ElasticSearch reindexing is breaking

252 views
Skip to first unread message

Brandon Uhlman

unread,
Jan 25, 2021, 3:37:40 PM1/25/21
to ica-ato...@googlegroups.com
Hi, all.

Sorry in advance for this being so long.

For context, our regular workflow is that we complete regular data maintenance in a development AtoM instance, and periodically refresh our production instance with a database snapshot from the development instance. When I completed such a refresh last night, the ElasticSearch refresh (php symfony search:populate) failed.
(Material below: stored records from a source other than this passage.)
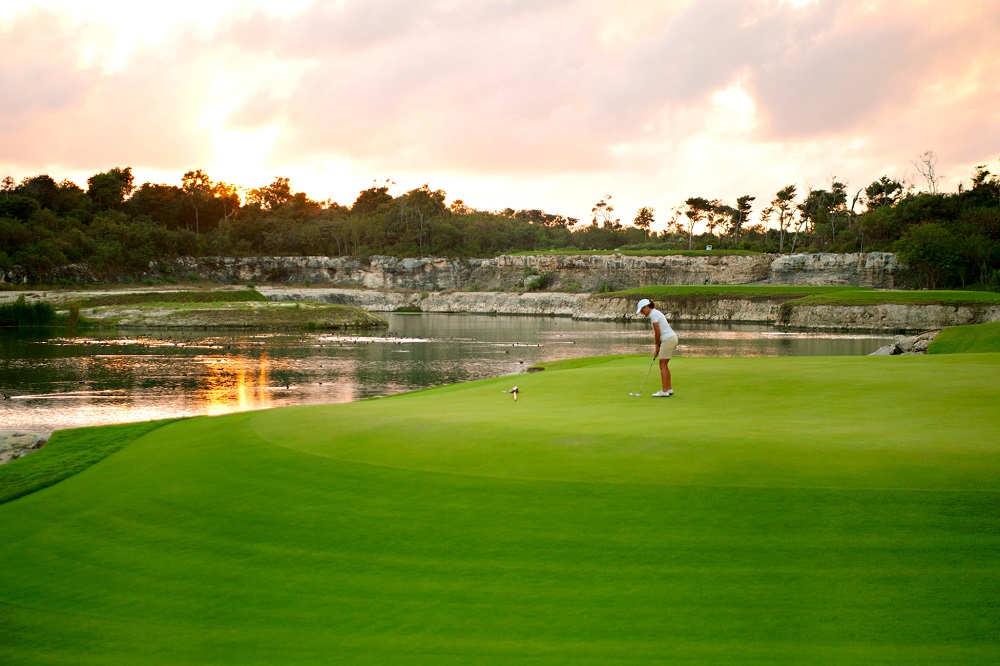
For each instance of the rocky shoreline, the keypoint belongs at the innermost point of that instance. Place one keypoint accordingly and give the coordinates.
(885, 318)
(563, 273)
(16, 444)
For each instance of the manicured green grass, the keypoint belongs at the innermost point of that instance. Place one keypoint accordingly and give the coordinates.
(67, 452)
(775, 510)
(882, 297)
(978, 339)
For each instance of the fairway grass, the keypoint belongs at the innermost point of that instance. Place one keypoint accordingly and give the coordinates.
(775, 510)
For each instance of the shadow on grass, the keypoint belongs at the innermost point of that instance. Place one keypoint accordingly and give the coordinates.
(68, 452)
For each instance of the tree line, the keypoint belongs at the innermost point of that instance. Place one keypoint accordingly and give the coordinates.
(116, 228)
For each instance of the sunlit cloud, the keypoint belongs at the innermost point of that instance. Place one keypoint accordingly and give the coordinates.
(503, 103)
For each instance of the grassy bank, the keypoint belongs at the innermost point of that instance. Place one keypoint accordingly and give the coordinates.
(975, 339)
(780, 510)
After recovering production to a backup of its previous state and reindexing again (which worked fine), I then tried to reindex the development instance in-place -- so I could rule out a problem with a problem with our snapshot process, even though it has worked flawless for us for more than a year.
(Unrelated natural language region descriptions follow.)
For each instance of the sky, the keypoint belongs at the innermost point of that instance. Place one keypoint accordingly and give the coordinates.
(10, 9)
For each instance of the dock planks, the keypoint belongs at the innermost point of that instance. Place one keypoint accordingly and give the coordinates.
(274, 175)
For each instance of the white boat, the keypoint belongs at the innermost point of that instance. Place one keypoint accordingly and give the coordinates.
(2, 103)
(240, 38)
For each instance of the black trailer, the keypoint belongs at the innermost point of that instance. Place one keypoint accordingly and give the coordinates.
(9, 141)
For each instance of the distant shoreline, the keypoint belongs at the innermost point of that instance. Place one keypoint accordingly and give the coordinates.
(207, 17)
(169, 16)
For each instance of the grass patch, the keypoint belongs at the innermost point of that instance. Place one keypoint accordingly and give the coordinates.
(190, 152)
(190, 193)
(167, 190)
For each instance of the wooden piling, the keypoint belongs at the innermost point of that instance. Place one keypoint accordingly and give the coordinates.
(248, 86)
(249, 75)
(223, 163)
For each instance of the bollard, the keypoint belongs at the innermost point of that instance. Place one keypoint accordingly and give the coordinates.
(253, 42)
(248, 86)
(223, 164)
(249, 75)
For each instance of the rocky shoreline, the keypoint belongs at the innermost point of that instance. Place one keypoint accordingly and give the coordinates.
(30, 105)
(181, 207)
The development reindexing failed with the same message as prod:

root@[hostname-redacted]:/var/www/atom-2.6.1# php symfony search:populate
Defining mapping QubitAip...

  name cannot be empty string

...and if one excludes AIP from the types to be reindexed, it will then try to index terms, get 500 entries through (that's batch_size in $ATOM_HOME/config/search.yml), and fail with a bunch of messages like this:

  index: /atom/QubitTerm/703727 caused type[QubitTerm] missing [index: atom]  
  index: /atom/QubitTerm/703739 caused type[QubitTerm] missing [index: atom]  
  index: /atom/QubitTerm/703852 caused type[QubitTerm] missing [index: atom]  
  index: /atom/QubitTerm/704048 caused type[QubitTerm] missing [index: atom]  
  index: /atom/QubitTerm/704223 caused type[QubitTerm] missing [index: atom]  
  index: /atom/QubitTerm/693745 caused type[QubitTerm] missing [index: atom]  
  index: /atom/QubitTerm/708346 caused type[QubitTerm] missing [index: atom]  
                                                                               
This is similar to the problem Joel Marchand reported in https://groups.google.com/g/ica-atom-users/c/mhfPJ1BgzE8/m/AXH3ZnbcAQAJ. Like Joel, we are running Ubuntu 18.04, PHP 7.2, ElasticSearch 5.6.16 and MySQL 8.0.22 (on a separate server), but current with AtoM itself, running 2.6.1.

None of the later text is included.